Thu, December 01, 2011
Lifestyle > Society > 2011 World AIDS Day

Feature: Living with AIDS

2011-11-30 11:25:04 GMT2011-11-30 19:25:04(Beijing Time)  Xinhua English

KUNMING, Nov. 30 (Xinhua) -- Wearing high heels and black leggings, 39-year-old Zhang Lin looks just as composed and classy as any other working woman in the city of Ruili in southwest China's Yunnan province.

But just seven years ago, Zhang was wracked by depression and anger, unable even to leave her own home.

"For months, I couldn't get out of bed. I felt that my world had collapsed and that there was nothing to live for. I wanted to die," she said.

Zhang's husband died from AIDS in 2004, leaving her with an HIV infection and a 4-year-old son to care for on her own. Zhang's emotions ran from anger to denial in the first few months after she found out she had the disease.

"My late husband became very sick in September 2003 and was diagnosed with HIV/AIDS. I was tested HIV-positive at the same time," she said.

"I couldn't believe that I was ill. I didn't do anything wrong," she said.

When her husband died in 2004, the reality of her condition began to kick in and Zhang began to receive anti-retroviral therapy (ART) in September that year, becoming the second HIV carrier in Ruili to receive the treatment.

After receiving the ART treatment and attending lectures on HIV/AIDS sponsored by AIDS Care China (ACC), a non-governmental organization aimed at supporting people with HIV/AIDS, Zhang gradually came to peace with the disease and began to face it positively.

She set up the Ruili Red Ribbon Home in May 2006 with the support of the ACC, the Ruili AIDS prevention and control bureau and the municipal center for disease control and prevention.

"Our NGO provides consultations and psychological support to people with HIV/AIDS, distributes medicine, visits patients in hospital and organizes group activities to help AIDS patients and HIV carriers bond with each other," said Zhang.

The Ruili Red Ribbon Home is currently helping 723 people living with HIV/AIDS and has helped over 900 people in total since its inception, Zhang said.
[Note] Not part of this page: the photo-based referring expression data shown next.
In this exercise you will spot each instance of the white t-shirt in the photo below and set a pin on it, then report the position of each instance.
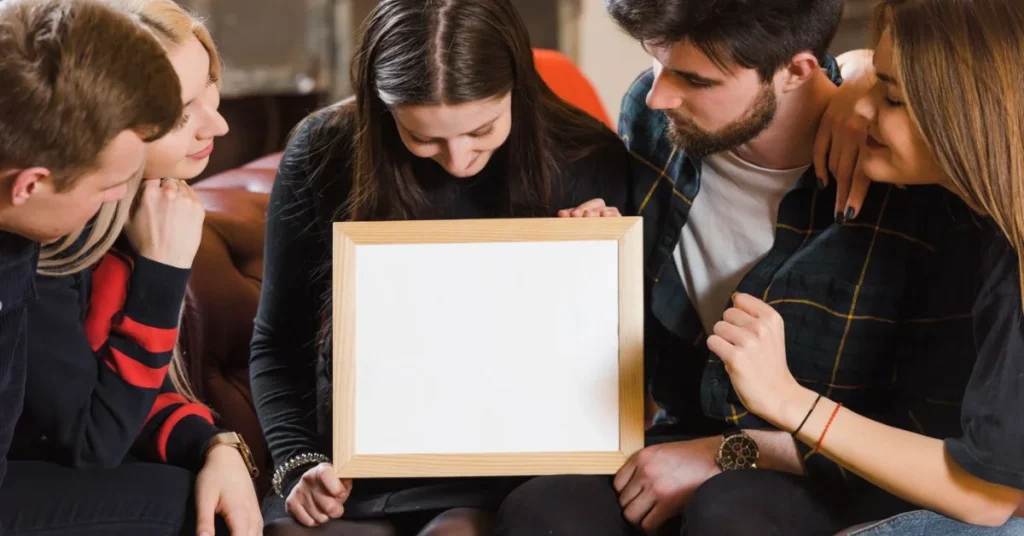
(731, 227)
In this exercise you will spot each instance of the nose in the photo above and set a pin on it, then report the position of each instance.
(460, 154)
(664, 94)
(214, 126)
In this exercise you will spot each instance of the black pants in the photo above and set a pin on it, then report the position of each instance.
(46, 499)
(734, 503)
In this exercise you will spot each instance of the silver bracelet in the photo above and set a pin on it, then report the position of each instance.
(302, 460)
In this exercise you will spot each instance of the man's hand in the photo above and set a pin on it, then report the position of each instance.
(655, 483)
(592, 208)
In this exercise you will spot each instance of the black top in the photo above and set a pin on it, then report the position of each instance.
(878, 311)
(989, 442)
(289, 368)
(17, 268)
(100, 393)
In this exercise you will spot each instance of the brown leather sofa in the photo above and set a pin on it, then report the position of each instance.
(222, 296)
(223, 292)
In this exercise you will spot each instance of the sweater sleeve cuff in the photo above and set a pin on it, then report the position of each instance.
(156, 292)
(186, 444)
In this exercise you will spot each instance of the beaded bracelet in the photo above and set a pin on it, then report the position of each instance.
(296, 462)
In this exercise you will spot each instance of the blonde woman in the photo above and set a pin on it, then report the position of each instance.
(946, 109)
(117, 443)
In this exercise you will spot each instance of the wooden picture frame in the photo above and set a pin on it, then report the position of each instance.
(627, 235)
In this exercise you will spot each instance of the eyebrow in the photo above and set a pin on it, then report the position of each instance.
(477, 129)
(694, 76)
(209, 82)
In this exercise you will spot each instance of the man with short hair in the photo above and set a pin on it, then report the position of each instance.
(722, 130)
(84, 89)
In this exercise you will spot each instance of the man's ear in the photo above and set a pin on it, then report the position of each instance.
(31, 181)
(802, 68)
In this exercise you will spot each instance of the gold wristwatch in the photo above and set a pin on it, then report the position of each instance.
(233, 439)
(737, 451)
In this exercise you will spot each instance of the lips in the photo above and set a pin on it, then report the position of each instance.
(872, 142)
(203, 154)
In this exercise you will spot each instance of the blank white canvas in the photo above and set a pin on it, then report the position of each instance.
(486, 347)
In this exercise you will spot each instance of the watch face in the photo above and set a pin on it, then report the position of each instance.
(737, 452)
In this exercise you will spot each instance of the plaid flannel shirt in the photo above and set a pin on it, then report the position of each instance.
(853, 296)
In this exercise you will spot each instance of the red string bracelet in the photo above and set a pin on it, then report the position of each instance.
(824, 431)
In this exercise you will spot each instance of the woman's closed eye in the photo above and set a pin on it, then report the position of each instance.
(482, 132)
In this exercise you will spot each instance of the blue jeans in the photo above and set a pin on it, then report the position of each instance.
(925, 523)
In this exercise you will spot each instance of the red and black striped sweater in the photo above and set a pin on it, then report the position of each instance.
(98, 392)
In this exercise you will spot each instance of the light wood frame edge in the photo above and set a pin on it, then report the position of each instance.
(628, 232)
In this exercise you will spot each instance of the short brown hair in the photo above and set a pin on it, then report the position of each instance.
(75, 74)
(763, 35)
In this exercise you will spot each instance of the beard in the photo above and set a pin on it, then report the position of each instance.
(699, 142)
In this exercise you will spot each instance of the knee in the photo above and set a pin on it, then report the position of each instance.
(749, 502)
(543, 494)
(460, 522)
(712, 509)
(281, 528)
(556, 505)
(288, 527)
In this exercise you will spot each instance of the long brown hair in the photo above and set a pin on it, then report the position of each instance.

According to figures from the Ministry of Health, China registered 429,000 AIDS patients and HIV carriers as of the end of September, up by nearly 60,000 over the past 11 months.

In Ruili's Dai-Jingpo autonomous prefecture of Dehong, over 60,000 people were tested from January to October and 380 of them were found to be HIV-positive, said Zhang Miaoyun, head of the municipal AIDS prevention and control bureau.

"In 2010, we tested 31,000 people and found 390 new infections, while in 2009, 438 new cases were found among the 30,000 people taking the test," the official said, indicating that the number of new infections has been dropping.


"Most infected people want to shut other people out, so I've been sharing my own story with them, hoping they can identify with me and stop feeling like they've been shunned," Zhang said.

Zhang regained her own confidence and found a new purpose in life and love after starting her work at the NGO.

"I get a sense of fulfillment and self-worth doing what I do. I even met my new husband, another HIV carrier. We got married in early 2010," she said.

Zhang now resides with her new husband and her 11-year-old son in Ruili, living just next door to her parents-in-law from her first marriage.

"The parents of my late husband have been very supportive in my treatment, my work at the Red Ribbon and now my new marriage," Zhang said. "I am really grateful to have such a supportive family."

It took a long time for Zhang to come to terms with her illness and regain her desire to live, especially in a place where discrimination against HIV/AIDS is rampant.

In the border province of Yunnan, social stigma against HIV/AIDS is still widespread, as most of the previous sufferers of the disease were drug addicts and prostitutes.

"It was scary to be out there, organizing activities for the affected population and risk being exposed, but I overcame my fear," Zhang said.

Zhang's neighbors, with the exception of her parents-in-law, still don't know she is a carrier.

"It's not like knowing my status would help my neighbors in any way, so why burden them?" Zhang said.